This skill provides expert data engineering guidance for building scalable pipelines, ETL/ELT workflows, data lakes, and data warehouses. It focuses on reliability, cost optimization, and modern stack patterns (Airflow, dbt, Spark, Kafka). Use it to design architectures, implement robust transforms, and enforce data quality and governance.

How this skill works

I evaluate your use case and recommend an architecture (batch, stream, or hybrid) and corresponding technologies. I provide concrete patterns, code snippets, and operational checklists for idempotency, SCD2, DLQs, and data quality circuit breakers.

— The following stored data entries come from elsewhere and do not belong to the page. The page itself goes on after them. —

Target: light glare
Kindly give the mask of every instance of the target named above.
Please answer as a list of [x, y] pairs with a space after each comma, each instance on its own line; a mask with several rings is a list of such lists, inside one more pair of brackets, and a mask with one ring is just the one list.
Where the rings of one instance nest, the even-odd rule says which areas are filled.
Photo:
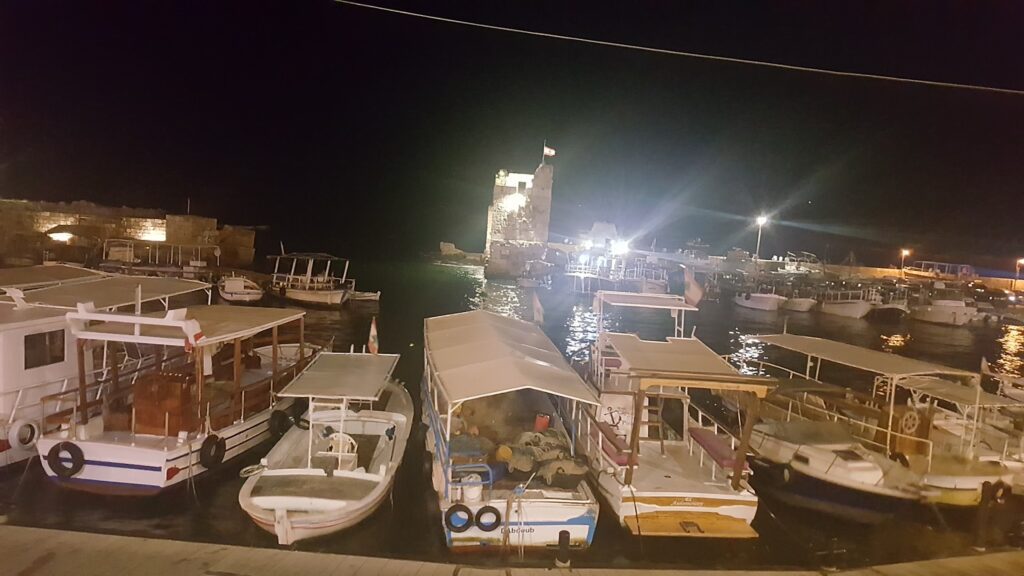
[[54, 242], [64, 242], [65, 244], [71, 240], [71, 232], [53, 232], [49, 234], [50, 239]]
[[513, 192], [501, 199], [501, 209], [505, 212], [515, 212], [526, 206], [526, 196], [520, 192]]
[[612, 256], [622, 256], [629, 252], [629, 240], [615, 240], [612, 242]]
[[767, 223], [768, 223], [768, 217], [767, 216], [758, 216], [757, 217], [757, 225], [758, 226], [764, 226]]

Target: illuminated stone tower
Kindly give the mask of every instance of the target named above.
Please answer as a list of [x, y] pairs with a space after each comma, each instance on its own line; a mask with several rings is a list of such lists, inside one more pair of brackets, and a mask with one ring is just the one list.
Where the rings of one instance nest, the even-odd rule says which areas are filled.
[[542, 163], [533, 174], [500, 170], [487, 209], [488, 276], [515, 276], [531, 259], [544, 257], [551, 223], [554, 166]]

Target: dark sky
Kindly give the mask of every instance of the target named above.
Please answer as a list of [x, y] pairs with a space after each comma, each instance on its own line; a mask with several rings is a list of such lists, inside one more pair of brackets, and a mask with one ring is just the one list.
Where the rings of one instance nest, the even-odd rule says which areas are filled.
[[[380, 2], [385, 4], [385, 2]], [[1024, 90], [1018, 2], [387, 2], [557, 34]], [[482, 245], [547, 139], [552, 230], [833, 257], [1024, 250], [1024, 96], [322, 2], [4, 2], [0, 196], [185, 209], [371, 257]], [[730, 216], [731, 215], [731, 216]]]

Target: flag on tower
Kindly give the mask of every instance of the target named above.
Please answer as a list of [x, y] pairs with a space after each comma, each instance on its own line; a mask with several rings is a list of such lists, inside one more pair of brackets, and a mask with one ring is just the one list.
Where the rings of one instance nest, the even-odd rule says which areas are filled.
[[366, 349], [370, 354], [376, 354], [380, 349], [380, 342], [377, 340], [377, 317], [370, 321], [370, 340], [366, 343]]
[[545, 156], [554, 156], [555, 155], [555, 149], [554, 148], [549, 148], [547, 146], [544, 146], [544, 155]]

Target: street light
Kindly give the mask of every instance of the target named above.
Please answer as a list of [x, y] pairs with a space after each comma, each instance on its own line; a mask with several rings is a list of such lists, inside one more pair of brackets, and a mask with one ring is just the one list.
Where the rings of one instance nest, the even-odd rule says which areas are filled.
[[757, 248], [754, 249], [754, 260], [761, 259], [761, 228], [768, 223], [768, 217], [761, 215], [757, 217]]
[[1020, 280], [1020, 267], [1021, 266], [1024, 266], [1024, 258], [1021, 258], [1021, 259], [1017, 260], [1017, 275], [1014, 276], [1014, 278], [1013, 278], [1013, 288], [1010, 288], [1010, 290], [1014, 290], [1014, 291], [1017, 290], [1017, 280]]
[[907, 250], [906, 248], [900, 250], [900, 278], [904, 276], [903, 262], [907, 259], [907, 256], [910, 256], [910, 250]]

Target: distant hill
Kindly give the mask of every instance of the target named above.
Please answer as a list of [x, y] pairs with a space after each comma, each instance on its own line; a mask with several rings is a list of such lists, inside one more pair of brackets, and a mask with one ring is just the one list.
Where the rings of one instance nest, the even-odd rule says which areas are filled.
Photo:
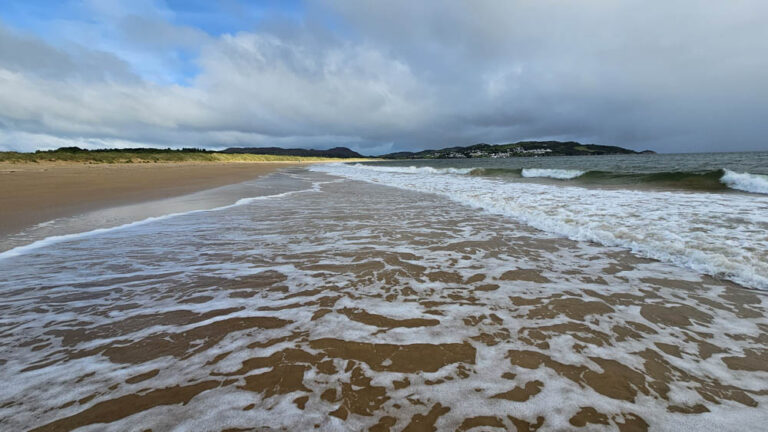
[[468, 147], [448, 147], [440, 150], [424, 150], [420, 152], [397, 152], [379, 157], [383, 159], [450, 159], [613, 154], [638, 154], [638, 152], [622, 147], [581, 144], [575, 141], [520, 141], [509, 144], [483, 143]]
[[[475, 144], [467, 147], [448, 147], [440, 150], [397, 152], [382, 159], [445, 159], [445, 158], [509, 158], [525, 156], [584, 156], [611, 154], [653, 154], [645, 150], [636, 152], [616, 146], [581, 144], [574, 141], [521, 141], [510, 144]], [[279, 147], [231, 147], [223, 151], [196, 148], [179, 150], [157, 148], [123, 148], [85, 150], [62, 147], [56, 150], [38, 150], [34, 153], [0, 152], [0, 162], [72, 161], [96, 163], [126, 162], [181, 162], [181, 161], [267, 161], [300, 158], [364, 159], [346, 147], [328, 150], [284, 149]]]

I also surface cost and performance tradeoffs and a quality checklist to drive implementation and monitoring.

When to use it

  • Design end-to-end data pipelines from sources to analytics/consumption
  • Implement ETL/ELT workflows with retries, schema validation, and data quality checks
  • Build or redesign data lakes, Delta/Iceberg tables, or cloud data warehouses
  • Set up real-time streaming (Kafka, Flink, Kinesis) and dead-letter handling
  • Optimize data infrastructure costs: storage tiering, compute sizing, and query cost controls
  • Migrate legacy ETL systems to a modern cloud-native data platform

Best practices

  • Choose batch vs stream based on latency and cost; use Airflow+dbt for scheduled SQL transforms and Spark for TB-scale processing
  • Implement idempotent writes and partition-aware overwrites to make jobs safe to retry
  • Use automated schema validation, incremental loads, and downstream data quality checks with alerting
  • Adopt DLQs and circuit breakers for streaming to avoid pipeline-wide failures
  • Optimize storage (Parquet/ORC, compression, partitioning) and enable compute auto-scaling to control cost

Example use cases

  • Design a daily analytics pipeline: ingest S3, transform with Spark/dbt, load to Snowflake or BigQuery
  • Implement SCD Type 2 for customer history in a warehouse using incremental dbt models
  • Build a Kafka-based streaming ingestion with a dead-letter queue and Flink processing
  • Migrate on-prem ETL to a cloud data lake (S3/GCS) with Delta Lake or Iceberg for ACID and schema evolution
  • Add data quality circuit breakers and monitoring so failing source jobs trigger safe rollbacks

FAQ

When should I pick ELT over ETL?

Choose ELT for large volumes and modern cloud warehouses where transforms run inside the DW. Use ETL when transformations must occur before load or when legacy systems require it.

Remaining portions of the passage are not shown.